Langowski is quick to point out that she learned just as much as did the people they went to help.
“I know this sounds trite, but last year’s trip was life-changing for both the students and faculty. It’s difficult to distill into meaningful sound bites the various experiences—from the rural mountain villages to the urban shanty communities to the national public hospital—the extreme poverty coupled with boundless hope,” she says.
“We spent 4 days at Nacional Hospital Rosales, the ‘Cook County Hospital’ of San Salvador,” continues Langowski. “It’s a 530-bed public teaching hospital that serves primarily the poor and unemployed on a shoe-string budget with limited supplies. Sections of the hospital remain damaged from an earthquake in 2001.”
In addition to structural hindrances to providing quality care, it quickly became apparent how badly the providers needed the group’s education mission.

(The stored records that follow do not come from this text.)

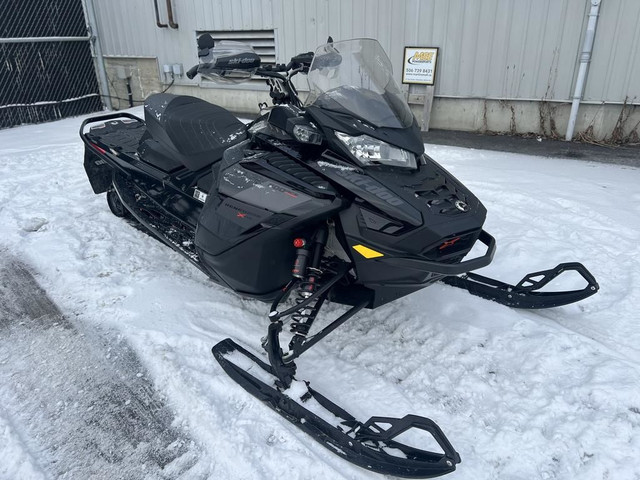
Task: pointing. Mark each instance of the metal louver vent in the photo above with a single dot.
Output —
(262, 41)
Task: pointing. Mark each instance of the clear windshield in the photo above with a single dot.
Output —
(355, 77)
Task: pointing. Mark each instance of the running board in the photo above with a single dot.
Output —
(370, 445)
(525, 294)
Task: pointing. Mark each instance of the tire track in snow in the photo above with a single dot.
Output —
(81, 401)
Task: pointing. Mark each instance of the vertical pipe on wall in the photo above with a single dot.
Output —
(97, 51)
(585, 58)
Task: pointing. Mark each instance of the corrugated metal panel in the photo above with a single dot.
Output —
(526, 49)
(614, 73)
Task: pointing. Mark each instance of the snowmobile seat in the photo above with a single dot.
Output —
(193, 132)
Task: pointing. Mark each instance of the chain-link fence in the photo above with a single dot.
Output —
(46, 68)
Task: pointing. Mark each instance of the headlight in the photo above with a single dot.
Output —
(371, 151)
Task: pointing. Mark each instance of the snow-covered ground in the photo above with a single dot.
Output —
(520, 394)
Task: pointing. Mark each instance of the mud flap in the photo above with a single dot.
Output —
(371, 445)
(98, 171)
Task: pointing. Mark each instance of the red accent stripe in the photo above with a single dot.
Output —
(101, 150)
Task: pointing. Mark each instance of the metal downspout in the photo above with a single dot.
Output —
(585, 58)
(92, 25)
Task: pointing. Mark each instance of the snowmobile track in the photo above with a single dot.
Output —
(81, 400)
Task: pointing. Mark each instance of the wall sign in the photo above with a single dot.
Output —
(419, 65)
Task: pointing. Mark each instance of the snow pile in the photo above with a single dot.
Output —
(546, 394)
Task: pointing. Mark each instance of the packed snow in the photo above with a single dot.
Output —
(550, 394)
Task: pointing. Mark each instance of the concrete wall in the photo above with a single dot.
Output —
(505, 65)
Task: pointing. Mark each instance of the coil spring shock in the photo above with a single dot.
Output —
(302, 319)
(309, 274)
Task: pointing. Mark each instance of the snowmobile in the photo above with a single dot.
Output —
(330, 198)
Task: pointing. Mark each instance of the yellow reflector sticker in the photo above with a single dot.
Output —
(366, 252)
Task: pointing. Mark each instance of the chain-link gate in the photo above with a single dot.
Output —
(46, 68)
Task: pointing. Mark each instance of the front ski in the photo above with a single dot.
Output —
(370, 445)
(527, 294)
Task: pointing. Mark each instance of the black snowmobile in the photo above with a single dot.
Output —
(330, 199)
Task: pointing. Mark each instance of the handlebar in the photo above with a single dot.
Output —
(301, 61)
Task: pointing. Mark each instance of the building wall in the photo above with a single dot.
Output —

“We noticed the nurses in the ER were not wearing gloves or using standard precautions for infection control and watched as blood dripped from the arm of a patient onto a nurse’s hand eventually drying on her skin,” says Langowski. “The same cotton swab was used to ‘clean and disinfect’ more than one patient before blood draws and injections. On the burn unit, we saw a severely burned teenage girl who had not received any PT or rehab. She was seated in a chair and did not have a hospital gown, so she tried to keep her breasts covered by holding a sheet and folding her arms around herself, worsening the contractures of her limbs. We jimmy rigged her sheet like a large bib around her neck, so she was less self conscious, thus enabling her to start some basic rehab exercises with our PT faculty.”
“What haunted me, as a health care ethicist, was the number of patients who were not informed of their diagnoses and prognoses,” she continues. “These were not circumstances in which the families were given information, while the patients were left wondering what was happening. Instead, a collision of factors seemed to contribute—for instance, lack of hospital resources and limited time, poverty-stricken patients and the socio-economic class structure, as well the predominance of medical hierarchy and paternalism.”
This year’s expedition will last 8 days this coming January. Five faculty, a campus minister, and 8 students from Saint Louis University will be making the trip, which will again visit the Nacional Hospital Rosales. La Chacra Clinic, another provider for disadvantaged populations in San Salvador, is also on the itinerary.
“I have been a member of the Jesuit university community for over 20 years, first as an undergraduate then graduate student, law student, teacher and now assistant chair,” says Langowski. “It is central to our Jesuit identity to educate the whole person and to form persons ‘for others.’ This endeavor exposes students and faculty alike to the demands, challenges, and rewards of using their interdisciplinary skills in new ways to benefit others, providing education and health care to underserved populations in a developing nation.”